Six more US service members die in Iraq (AP) Updated: 2005-11-17 08:54
Five U.S. Marines were killed in fighting with al-Qaida-led insurgents near
the Syrian border and an Army soldier died of wounds suffered in Baghdad, making
Wednesday the second deadliest day for American forces in Iraq this month.
Eleven other Marines were wounded Wednesday in Obeidi, 185 miles northwest of
Baghdad, according to a New York Times reporter traveling with U.S. forces.
A U.S. Marine statement confirmed the five deaths but made no mention of
wounded. The statement also said 16 insurgents were confirmed killed in the
fighting.
Elsewhere, a soldier from the Army's Task Force Baghdad died Wednesday of
wounds suffered the day before when a roadside bomb exploded northwest of the
capital on the previous day, the U.S. command said. Three other soldiers were
killed Tuesday in a roadside bombing in the same area. But it was unclear if the
soldier who died Wednesday was injured in the same attack.
The six deaths made Wednesday the deadliest day for American forces in Iraq
since Nov. 2, when seven service members died in four separate attacks. At least
51 U.S. service members have already died in Iraq this month.
For the Marines, it was the worst single-day loss since they launched an
offensive Nov. 5 to push al-Qaida-led insurgents from a series of towns along
the Euphrates River used by foreign fighters to slip into the country from
Syria.
A Marine statement did not give any details of the Wednesday losses, and
names of the victims were withheld pending notification of their families. They
were assigned to Regimental Combat Team 2 of the 2nd Marine Division.
However, the Times' embedded reporter said an explosion occurred as a squad
entered a farm house in Obeidi. Insurgents then racked survivors and rescuers
with small arms and grenade fire before other Marines could recover the dead and
wounded and kill the attackers, the newspaper said.

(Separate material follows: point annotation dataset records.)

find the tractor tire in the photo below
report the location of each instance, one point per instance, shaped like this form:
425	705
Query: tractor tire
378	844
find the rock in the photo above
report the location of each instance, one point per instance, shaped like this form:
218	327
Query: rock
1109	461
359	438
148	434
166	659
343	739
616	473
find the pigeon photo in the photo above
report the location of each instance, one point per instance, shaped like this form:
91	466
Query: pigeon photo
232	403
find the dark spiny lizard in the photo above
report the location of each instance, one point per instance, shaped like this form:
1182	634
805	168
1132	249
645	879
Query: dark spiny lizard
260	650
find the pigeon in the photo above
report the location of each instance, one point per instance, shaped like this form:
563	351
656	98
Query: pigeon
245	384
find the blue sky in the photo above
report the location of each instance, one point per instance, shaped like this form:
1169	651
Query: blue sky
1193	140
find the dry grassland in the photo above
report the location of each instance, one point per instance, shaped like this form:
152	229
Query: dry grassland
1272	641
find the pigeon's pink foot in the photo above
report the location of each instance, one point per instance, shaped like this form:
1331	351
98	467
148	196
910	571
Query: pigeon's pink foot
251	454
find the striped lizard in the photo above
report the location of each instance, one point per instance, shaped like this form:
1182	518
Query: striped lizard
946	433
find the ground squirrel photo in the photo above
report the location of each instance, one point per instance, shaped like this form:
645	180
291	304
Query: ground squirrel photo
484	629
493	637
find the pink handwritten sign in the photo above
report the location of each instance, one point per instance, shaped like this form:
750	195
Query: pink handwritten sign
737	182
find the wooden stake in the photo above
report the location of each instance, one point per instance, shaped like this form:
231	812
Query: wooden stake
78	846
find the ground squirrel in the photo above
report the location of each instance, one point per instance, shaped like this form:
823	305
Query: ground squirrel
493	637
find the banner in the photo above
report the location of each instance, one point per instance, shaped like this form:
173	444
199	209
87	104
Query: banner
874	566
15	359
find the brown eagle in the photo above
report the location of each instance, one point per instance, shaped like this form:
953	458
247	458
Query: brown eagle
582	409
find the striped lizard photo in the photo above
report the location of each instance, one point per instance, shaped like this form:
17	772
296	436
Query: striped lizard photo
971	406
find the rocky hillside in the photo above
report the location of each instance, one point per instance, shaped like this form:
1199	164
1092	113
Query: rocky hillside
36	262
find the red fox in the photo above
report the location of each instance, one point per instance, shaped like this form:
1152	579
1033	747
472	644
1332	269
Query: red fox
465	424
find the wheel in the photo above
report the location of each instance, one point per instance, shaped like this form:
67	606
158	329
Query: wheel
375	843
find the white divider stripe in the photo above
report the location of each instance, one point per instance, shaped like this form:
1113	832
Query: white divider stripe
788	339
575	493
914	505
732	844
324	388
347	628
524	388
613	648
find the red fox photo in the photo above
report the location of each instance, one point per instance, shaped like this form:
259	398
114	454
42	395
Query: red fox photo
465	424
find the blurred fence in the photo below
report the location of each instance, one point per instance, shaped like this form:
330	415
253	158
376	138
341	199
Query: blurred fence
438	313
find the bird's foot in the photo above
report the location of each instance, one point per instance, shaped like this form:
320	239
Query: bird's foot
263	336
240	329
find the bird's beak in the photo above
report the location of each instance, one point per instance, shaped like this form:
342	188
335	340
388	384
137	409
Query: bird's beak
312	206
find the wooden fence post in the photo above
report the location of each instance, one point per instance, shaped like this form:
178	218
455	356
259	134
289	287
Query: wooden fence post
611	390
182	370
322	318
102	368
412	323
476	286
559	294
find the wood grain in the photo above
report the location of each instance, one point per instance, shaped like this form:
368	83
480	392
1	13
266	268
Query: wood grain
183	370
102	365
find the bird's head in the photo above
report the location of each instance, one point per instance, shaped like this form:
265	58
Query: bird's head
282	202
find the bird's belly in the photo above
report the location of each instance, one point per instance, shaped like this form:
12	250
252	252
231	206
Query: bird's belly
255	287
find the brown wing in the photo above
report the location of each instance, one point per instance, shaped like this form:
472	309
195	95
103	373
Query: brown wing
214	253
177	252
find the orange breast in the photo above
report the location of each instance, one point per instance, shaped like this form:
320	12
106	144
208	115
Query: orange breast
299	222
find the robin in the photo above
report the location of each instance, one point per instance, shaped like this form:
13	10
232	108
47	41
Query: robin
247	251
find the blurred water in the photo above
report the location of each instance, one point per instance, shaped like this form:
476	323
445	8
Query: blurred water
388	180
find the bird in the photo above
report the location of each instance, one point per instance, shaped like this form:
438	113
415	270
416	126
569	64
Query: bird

A Marines statement confirmed that U.S. and Iraqi forces were meeting "strong
resistance" in Obeidi — the third town attacked during the Operation Steel
Curtain offensive — because insurgents there "believe they are trapped and have
nowhere else to go."
The latest deaths brought to at least 2,077 the number of U.S. service
members who have died since the beginning of the Iraq war in March 2003,
according to an Associated Press count.
U.S. officials say the offensive near the Syrian border is aimed in part at
encouraging Sunni Arabs to vote in the Dec. 15 parliamentary elections without
fear of insurgent reprisals. The Bush administration hopes a successful election
will encourage many in the Sunni community to abandon the insurgency.
However, Sunni Arab anger welled up Wednesday following revelations by the
Shiite prime minister that 173 detainees, malnourished and some showing signs of
torture, had been found in an Interior Ministry building seized by U.S. troops
in Baghdad last weekend. Most were believed to be Sunni Arabs.
Prime Minister Ibrahim al-Jaafari promised a full investigation and
punishment for anyone guilty of torture. But Sunni leaders claimed the
Shiite-led security forces were trying to intimidate Sunnis from voting and
demanded an international investigation.
Most insurgents are Sunnis, while Shiites and Kurds dominate the U.S.-backed
security services.
Meanwhile, U.S. National Intelligence Director John Negroponte, the former
U.S. ambassador to Iraq, met in Baghdad with al-Jaafari, but neither spoke to
the media.
It was believed that Negroponte's visit was in connection with the arrest in
neighboring Jordan of an Iraqi woman who was part of last week's deadly suicide
attacks against three hotels in the capital, Amman.
Three Iraqi men carried out the attacks, but Sajida Mubarak al-Rishawi, the
wife of one of the bombers, was unable to detonate her explosives belt,
Jordanian police said. Al-Rishawi, from Anbar province, could yield key
information on the al-Qaida wing in Iraq, led by Jordanian-born terror
mastermind Abu Musab al-Zarqawi.
In Berlin, German prosecutors announced Wednesday they have charged three
Iraqis with plotting to kill then-Prime Minister Ayad Allawi during a visit to
Germany last December. The three were believed to be members of Ansar al-Islam,
a radical Islamic group linked to al-Qaida.
France's counterterrorism chief Pierre de Bousquet said in an interview
released Wednesday that French authorities have arrested about 15 people for
allegedly planning to travel to Iraq to join an insurgency.
Seven French citizens have been killed in Iraq, including two suicide
bombers, and about 10 are still here — two of them in U.S. custody, Bousquet
told the weekly magazine Valeurs Actuelles.